Young Forensics Camp investigators graduate
Families and friends gathered in the Health and Human Services building in downtown Suffolk Friday morning to watch 52 teens graduate from the Suffolk Commonwealth’s Attorney’s eighth annual Forensics Camp.
The free, week-long camp taught students ages 12 to 15 lessons in how forensic science is used in crime scene investigations. They also heard from prosecutors about how that forensic evidence is used in trials.
Guest instructors this year included Deputy Commonwealth’s Attorney Thomas Shaia, Assistant Commonwealth’s Attorney Carmen Cabrero and Deputy Commonwealth’s Attorney Vaughn Breedlove.
“It is our hope that you will go back into the community and share this wonderful knowledge and information with other youth and parents,” Community Outreach Coordinator Joan Turner said to this year’s graduating class. “Thank you for your participation, interest and attendance — for being so attentive and excited to learn new things during the week.”
The students applied the science, technology, engineering and math skills they learned in camp as teams in their own mock crime scene scenarios.

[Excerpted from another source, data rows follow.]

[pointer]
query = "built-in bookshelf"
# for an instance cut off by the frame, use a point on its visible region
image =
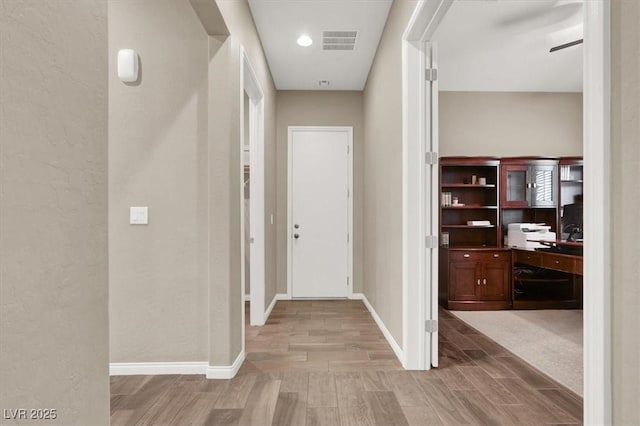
(469, 215)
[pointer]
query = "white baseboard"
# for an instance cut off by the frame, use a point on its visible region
(387, 334)
(225, 372)
(154, 368)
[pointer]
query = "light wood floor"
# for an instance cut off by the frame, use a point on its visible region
(327, 363)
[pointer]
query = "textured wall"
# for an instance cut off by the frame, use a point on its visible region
(625, 197)
(157, 158)
(53, 209)
(306, 108)
(383, 173)
(510, 124)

On Thursday last week, five different teams each faced a different crime scene scenario, such as an assault at a card game, a bank robbery and a stolen vehicle.
They then presented their findings on Friday to a room full of people, including their families and the constitutional officers, sheriff’s deputies and other officials that support this camp every year.
Commonwealth’s Attorney C. Phillips Ferguson thanked the instructors, assistants and others that have allowed this camp to keep going as a free opportunity to young people in the city.
“They really enjoy coming and doing this, because normally they are in a court room having to prosecute people that are committing crimes,” Ferguson said. “They would much rather be here with us, helping young people be better people, which is what we are trying to accomplish.”
Most of all, he praised the students that showed up to ask questions and learn each day.
“We like to deal with young people like are in this room today that are out here trying to better themselves, and trying to … make something of themselves so that when they do graduate from high school and move on to college, they are going to be your leaders of the future,” he said.